I seem to be in the minority of authors who love their adaptations
5:15 PM PDT, May 7, 2008
Some worried readers of my novel, Then She Found Me, have written me in advance of the film’s release, nervous and sometimes high-handed over Hollywood’s apparent departure from my book. Below is the answer I keep handy to convey as politely as possible, Honey, if I don’t mind the changes, why should you?
With respect to your fears that the movie version of Then She Found Me is unfaithful to my novel, I hope you will find the following reassuring:
1. I love the movie. Adore it. Have seen it five times. It’s smart, wry, and very touching. The book is the book and the movie is its own entity. This I internalized early on when a wise friend told me, “Think of it as a movie based on characters suggested by the novel.” I do.
2. This project has taken 19 years from option to the big screen.

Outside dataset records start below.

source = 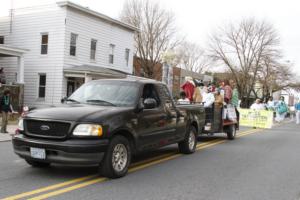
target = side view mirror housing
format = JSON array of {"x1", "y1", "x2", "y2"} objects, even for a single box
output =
[
  {"x1": 135, "y1": 99, "x2": 144, "y2": 113},
  {"x1": 144, "y1": 98, "x2": 157, "y2": 109},
  {"x1": 60, "y1": 97, "x2": 68, "y2": 103}
]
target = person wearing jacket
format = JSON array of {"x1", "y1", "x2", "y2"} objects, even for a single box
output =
[
  {"x1": 193, "y1": 83, "x2": 203, "y2": 103},
  {"x1": 1, "y1": 90, "x2": 12, "y2": 133},
  {"x1": 202, "y1": 86, "x2": 215, "y2": 107},
  {"x1": 215, "y1": 89, "x2": 224, "y2": 108},
  {"x1": 224, "y1": 80, "x2": 232, "y2": 104},
  {"x1": 275, "y1": 96, "x2": 288, "y2": 122},
  {"x1": 295, "y1": 99, "x2": 300, "y2": 124},
  {"x1": 181, "y1": 77, "x2": 195, "y2": 102}
]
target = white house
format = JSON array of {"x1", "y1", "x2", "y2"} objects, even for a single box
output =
[{"x1": 0, "y1": 1, "x2": 137, "y2": 106}]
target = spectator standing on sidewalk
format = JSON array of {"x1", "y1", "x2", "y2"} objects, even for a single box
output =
[
  {"x1": 275, "y1": 96, "x2": 288, "y2": 122},
  {"x1": 250, "y1": 99, "x2": 266, "y2": 110},
  {"x1": 224, "y1": 80, "x2": 232, "y2": 104},
  {"x1": 177, "y1": 91, "x2": 191, "y2": 104},
  {"x1": 230, "y1": 80, "x2": 239, "y2": 109},
  {"x1": 295, "y1": 99, "x2": 300, "y2": 124},
  {"x1": 1, "y1": 90, "x2": 13, "y2": 133}
]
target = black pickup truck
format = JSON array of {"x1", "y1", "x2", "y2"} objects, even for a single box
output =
[{"x1": 12, "y1": 78, "x2": 205, "y2": 178}]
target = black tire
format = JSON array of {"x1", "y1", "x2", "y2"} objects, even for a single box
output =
[
  {"x1": 178, "y1": 126, "x2": 197, "y2": 154},
  {"x1": 100, "y1": 135, "x2": 131, "y2": 178},
  {"x1": 226, "y1": 125, "x2": 236, "y2": 140},
  {"x1": 25, "y1": 160, "x2": 50, "y2": 168}
]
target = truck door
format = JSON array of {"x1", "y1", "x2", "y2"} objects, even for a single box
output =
[
  {"x1": 157, "y1": 84, "x2": 180, "y2": 143},
  {"x1": 137, "y1": 84, "x2": 168, "y2": 150}
]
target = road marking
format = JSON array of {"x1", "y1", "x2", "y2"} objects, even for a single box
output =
[
  {"x1": 4, "y1": 129, "x2": 262, "y2": 200},
  {"x1": 29, "y1": 177, "x2": 108, "y2": 200},
  {"x1": 3, "y1": 175, "x2": 97, "y2": 200}
]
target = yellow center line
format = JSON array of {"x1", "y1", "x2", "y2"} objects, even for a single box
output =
[
  {"x1": 4, "y1": 129, "x2": 260, "y2": 200},
  {"x1": 3, "y1": 175, "x2": 97, "y2": 200}
]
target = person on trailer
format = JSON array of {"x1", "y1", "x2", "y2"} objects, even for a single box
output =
[
  {"x1": 224, "y1": 80, "x2": 232, "y2": 104},
  {"x1": 202, "y1": 86, "x2": 215, "y2": 108},
  {"x1": 193, "y1": 82, "x2": 204, "y2": 103},
  {"x1": 215, "y1": 89, "x2": 224, "y2": 108},
  {"x1": 177, "y1": 91, "x2": 191, "y2": 105},
  {"x1": 181, "y1": 76, "x2": 195, "y2": 102}
]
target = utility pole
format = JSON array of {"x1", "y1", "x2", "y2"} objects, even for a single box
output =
[{"x1": 9, "y1": 0, "x2": 14, "y2": 33}]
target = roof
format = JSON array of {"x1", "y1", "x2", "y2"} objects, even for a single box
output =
[
  {"x1": 57, "y1": 1, "x2": 138, "y2": 31},
  {"x1": 64, "y1": 65, "x2": 127, "y2": 78},
  {"x1": 93, "y1": 75, "x2": 163, "y2": 84}
]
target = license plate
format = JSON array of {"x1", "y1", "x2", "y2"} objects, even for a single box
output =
[{"x1": 30, "y1": 147, "x2": 46, "y2": 160}]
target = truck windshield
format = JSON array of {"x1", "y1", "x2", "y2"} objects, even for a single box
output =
[{"x1": 68, "y1": 81, "x2": 138, "y2": 107}]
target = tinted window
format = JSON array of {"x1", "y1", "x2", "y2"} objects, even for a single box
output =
[{"x1": 69, "y1": 81, "x2": 138, "y2": 106}]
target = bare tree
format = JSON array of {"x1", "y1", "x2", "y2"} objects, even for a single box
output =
[
  {"x1": 175, "y1": 41, "x2": 210, "y2": 73},
  {"x1": 210, "y1": 19, "x2": 279, "y2": 106},
  {"x1": 120, "y1": 0, "x2": 178, "y2": 78},
  {"x1": 259, "y1": 58, "x2": 299, "y2": 96}
]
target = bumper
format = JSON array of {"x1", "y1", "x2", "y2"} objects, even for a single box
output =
[{"x1": 12, "y1": 135, "x2": 109, "y2": 165}]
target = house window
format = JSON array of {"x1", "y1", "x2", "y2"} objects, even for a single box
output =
[
  {"x1": 0, "y1": 36, "x2": 4, "y2": 44},
  {"x1": 70, "y1": 33, "x2": 78, "y2": 56},
  {"x1": 125, "y1": 49, "x2": 130, "y2": 67},
  {"x1": 90, "y1": 39, "x2": 97, "y2": 60},
  {"x1": 41, "y1": 33, "x2": 48, "y2": 54},
  {"x1": 39, "y1": 74, "x2": 46, "y2": 98},
  {"x1": 108, "y1": 44, "x2": 115, "y2": 64}
]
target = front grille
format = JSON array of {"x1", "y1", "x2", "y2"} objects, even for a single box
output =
[{"x1": 24, "y1": 120, "x2": 71, "y2": 138}]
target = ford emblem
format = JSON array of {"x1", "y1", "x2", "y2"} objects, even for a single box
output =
[{"x1": 40, "y1": 125, "x2": 50, "y2": 131}]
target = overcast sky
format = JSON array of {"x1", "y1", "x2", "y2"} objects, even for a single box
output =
[{"x1": 0, "y1": 0, "x2": 300, "y2": 75}]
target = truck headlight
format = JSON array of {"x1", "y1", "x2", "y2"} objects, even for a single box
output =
[
  {"x1": 73, "y1": 124, "x2": 103, "y2": 136},
  {"x1": 18, "y1": 118, "x2": 24, "y2": 131}
]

I never thought I’d see this day, let alone experience the thrill of rattling off this cast: Helen Hunt, Bette Midler, Colin Firth and Matthew Broderick. And please appreciate the author-booster factor: Audience members reported to me that when Hunt, who directed the movie, introduced it at the Miami Film Festival (I wasn’t there, so this was not pandering ) she said she was inspired by my novel and hoped people would discover my work, and so forth in book-loving fashion. What actor does that?
3. She, Alice Arlen and Vic Levin tried more faithful adaptations of the book. No takers.
4. I would mind the changes if I thought the team were dumbing down or commercializing the story. Au contraire. Helen Hunt devoted 10 years of her life to getting this film made. She has said, in terms of that long road to green-lighting, “It was every version of no I’ve ever imagined.”
The first time she wrote me, she said this:
“All I’ve hoped for is that you feel April and Bernice [the book’s main characters] are alive and well, and that the theme and heart of the novel is there, through all of the changes I ended up making. I love Dwight [character who didn’t make it into the final draft]. I imagine him sitting patiently for his turn to come to the screen. After years, I finally realized I had to find a magic sentence, a north star/theme for the movie that I felt deeply about and write toward that. Once I did, it became clear and I was able to start the work of putting aside a character that I LOVE, and trying to find the ones that help tell the story as I was beginning to imagine it on the screen.”
As James M. Cain (The Postman Always Rings Twice, Mildred Pierce) said, when someone asked him, “How do you feel about what Hollywood did to your novels?” He pointed to his bookshelf and said, “Hollywood didn’t do anything to my novels. They’re all right here.”
I appreciate your loyalty to my characters, but now I hope you will put my sentences aside to see how a true book lover brought my characters back to life.